The save_model and load_model functions you propose persist and load the vectorizer, that is the internal parameters that it has learned such as the vocabulary and the idfs. Having loaded the vectorizer, all you need to get vectors is to transform a list with data. It can be unseen data, or the raw data you used during the fit_transform. Therefore, all you need is:
vectorizer = load_model(name)
vect_train = vectorizer.transform(corpus) # (1) or any unseen data
At this point, you have everything you had before saving, but the transformation call (1) will take some time depending on your corpus. In case you want to skip this, you need to also save the content of vect_train, as you correctly wonder in your question. This is a sparse matrix and can be saved/loaded using scipy, you can find information in this question for example.
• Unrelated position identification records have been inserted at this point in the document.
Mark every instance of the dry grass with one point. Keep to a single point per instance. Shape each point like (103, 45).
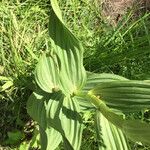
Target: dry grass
(113, 10)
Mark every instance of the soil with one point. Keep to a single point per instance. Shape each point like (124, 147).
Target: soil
(113, 10)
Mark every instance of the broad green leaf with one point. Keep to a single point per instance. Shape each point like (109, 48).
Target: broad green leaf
(71, 122)
(126, 95)
(109, 136)
(46, 73)
(137, 130)
(134, 129)
(69, 51)
(50, 138)
(57, 116)
(93, 79)
(36, 107)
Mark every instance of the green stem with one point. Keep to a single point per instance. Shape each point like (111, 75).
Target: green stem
(117, 120)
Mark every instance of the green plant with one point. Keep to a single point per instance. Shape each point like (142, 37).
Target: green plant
(65, 90)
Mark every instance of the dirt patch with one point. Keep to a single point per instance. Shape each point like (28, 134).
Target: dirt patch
(113, 10)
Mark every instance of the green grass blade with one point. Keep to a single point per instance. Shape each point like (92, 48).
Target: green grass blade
(109, 136)
(72, 124)
(38, 108)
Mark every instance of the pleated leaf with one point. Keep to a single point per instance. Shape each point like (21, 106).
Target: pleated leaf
(137, 131)
(109, 136)
(47, 73)
(72, 124)
(94, 79)
(69, 51)
(134, 129)
(50, 138)
(127, 95)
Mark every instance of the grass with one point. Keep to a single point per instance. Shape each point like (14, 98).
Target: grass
(24, 36)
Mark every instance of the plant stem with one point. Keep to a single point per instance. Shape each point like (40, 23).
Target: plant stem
(114, 118)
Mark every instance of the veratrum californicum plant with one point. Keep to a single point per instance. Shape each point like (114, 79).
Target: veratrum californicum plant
(65, 90)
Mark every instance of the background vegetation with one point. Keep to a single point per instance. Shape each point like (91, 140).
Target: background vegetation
(24, 36)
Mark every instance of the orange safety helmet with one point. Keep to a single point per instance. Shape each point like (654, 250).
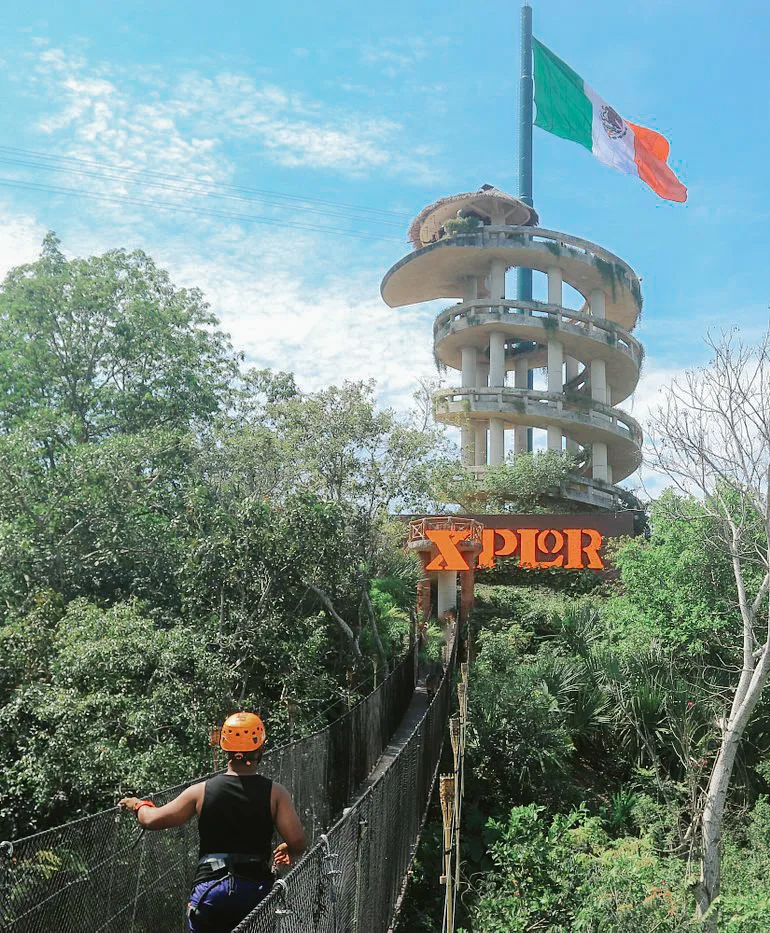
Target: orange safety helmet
(242, 732)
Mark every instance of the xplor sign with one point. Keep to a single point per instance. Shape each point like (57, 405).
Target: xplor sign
(569, 548)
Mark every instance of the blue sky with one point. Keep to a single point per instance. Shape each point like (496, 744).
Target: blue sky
(385, 107)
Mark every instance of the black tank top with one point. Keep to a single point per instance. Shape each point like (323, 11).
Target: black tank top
(236, 816)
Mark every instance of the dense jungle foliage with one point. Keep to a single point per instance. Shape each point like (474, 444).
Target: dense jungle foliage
(178, 538)
(592, 715)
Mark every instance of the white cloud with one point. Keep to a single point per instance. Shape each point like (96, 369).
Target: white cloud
(178, 123)
(648, 396)
(20, 238)
(394, 55)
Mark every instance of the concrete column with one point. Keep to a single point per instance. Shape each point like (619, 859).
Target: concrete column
(598, 299)
(497, 280)
(496, 359)
(572, 369)
(480, 443)
(555, 381)
(599, 458)
(521, 377)
(555, 364)
(447, 591)
(466, 595)
(423, 598)
(599, 381)
(496, 441)
(554, 285)
(468, 355)
(467, 446)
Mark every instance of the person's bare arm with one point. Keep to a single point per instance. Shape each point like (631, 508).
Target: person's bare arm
(175, 813)
(288, 825)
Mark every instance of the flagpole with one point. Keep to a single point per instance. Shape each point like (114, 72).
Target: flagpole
(526, 94)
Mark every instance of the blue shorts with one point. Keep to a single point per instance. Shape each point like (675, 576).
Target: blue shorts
(218, 906)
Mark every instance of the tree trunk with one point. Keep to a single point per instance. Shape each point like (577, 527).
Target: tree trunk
(375, 631)
(711, 835)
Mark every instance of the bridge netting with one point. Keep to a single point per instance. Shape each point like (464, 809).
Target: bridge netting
(105, 873)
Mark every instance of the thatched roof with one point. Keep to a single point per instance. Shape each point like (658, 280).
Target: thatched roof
(487, 202)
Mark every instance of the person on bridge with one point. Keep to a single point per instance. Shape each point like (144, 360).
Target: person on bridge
(238, 812)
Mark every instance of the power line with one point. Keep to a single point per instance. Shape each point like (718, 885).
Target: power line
(72, 165)
(205, 212)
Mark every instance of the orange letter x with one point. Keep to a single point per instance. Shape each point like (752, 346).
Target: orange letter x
(448, 557)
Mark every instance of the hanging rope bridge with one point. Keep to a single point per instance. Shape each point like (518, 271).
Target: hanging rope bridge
(361, 786)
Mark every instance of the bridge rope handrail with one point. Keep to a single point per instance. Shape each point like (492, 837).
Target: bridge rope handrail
(353, 877)
(42, 875)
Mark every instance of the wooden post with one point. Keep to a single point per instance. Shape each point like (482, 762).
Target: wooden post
(447, 797)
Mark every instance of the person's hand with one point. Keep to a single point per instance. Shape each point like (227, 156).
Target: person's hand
(281, 857)
(129, 803)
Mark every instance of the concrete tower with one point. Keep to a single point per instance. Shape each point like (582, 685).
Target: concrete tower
(463, 246)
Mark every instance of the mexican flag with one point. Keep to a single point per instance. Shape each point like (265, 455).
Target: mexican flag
(568, 107)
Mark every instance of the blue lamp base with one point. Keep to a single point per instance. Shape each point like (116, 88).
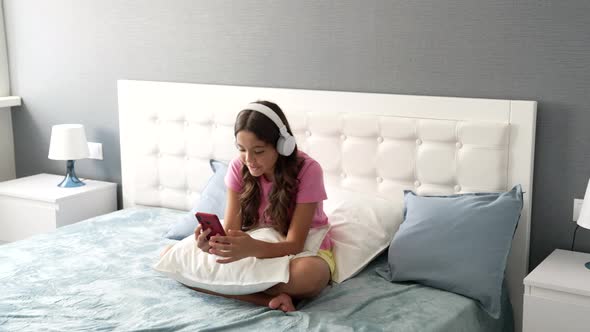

Copying from that question, to actually save the csr matrices you also need:
def save_sparse_csr(filename,array):
np.savez(filename,data = array.data ,indices=array.indices,
indptr =array.indptr, shape=array.shape )
def load_sparse_csr(filename):
loader = np.load(filename)
return csr_matrix(( loader['data'], loader['indices'], loader['indptr']),
shape = loader['shape'])
Concluding, the above functions can be used for saving/loading your vec_train whereas the ones you provided for saving/loading the transformer in order to vectorize the new data.